Head Lopper Returns! Proceed With Caution Into The Crimson Tower
by Staff
Andrew MacLean’s masterful sword and sorcery style adventure Head Lopper is back this week in its fifth quarterly installment, but it’s the first issue in a new arc of 4, following on from the first trade collection, which is currently out. This new arc, called “Head Lopper and the Crimson Tower” really shows some storytelling expansion from MacLean. We have already been trained to expect travel, wide-ranging comic and literary motifs, and an anything-can-happen atmosphere, but this new arc seems to crystalize the elements of Head Lopper we’ve come to love in a narrower focus, and one with a very sharp point. MacLean is joined by Jordie Bellaire on colors, which really opens up the visual world of Head Lopper further, and it’s a vibrant, funny, and cruel world that we find.
[Cover B by Tony Sandoval]
MacLean’s realism in character depiction captures the attention this issue, including a realism in how characters interact with each other, and the things which motivate them. The Crimson Tower is going to be a real punch in the gut as well as a thrill as our characters face an ancient challenge to conquer the tower and become its lord. But it’s a juggernaut that’s been set up by less than altruistic motives and in fact, things are fairly sadistic, it turns out. Who will live and who will die? That remains to be seen. But blood will flow, hence the “crimson” in the Crimson Tower. Bellaire knows how to bring the blood.
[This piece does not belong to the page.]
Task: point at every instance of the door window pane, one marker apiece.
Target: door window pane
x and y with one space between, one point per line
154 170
Well, before the focus on the tower, there’s plenty of decapitation, so fans of “old-school” Head Lopper, which was only a couple of quarterlies ago, will rejoice. Also the lovely sea-faring and pirate art that opens the issue is poster-worthy on its own. Without giving too much away, this issue will also take MacLean’s artwork into the realm of engineering in a new way, which will no doubt cause a fair amount of squeeing from different areas of fandom.
Head Lopper proves, as a comic, that you can have it all. Great adventure. Terrible violence. Beautiful art. Plenty of laughs. And even some nice, grim, ominous stuff. That suggests a kind of mythological weight underpinning this story world.
Here’s to the return of Head Lopper. Proceed with caution into the Crimson Tower!
Also look out for an excellent pin-up gallery at the end of this quarterly issue, including work by Victor Santos, John Maybury, and more.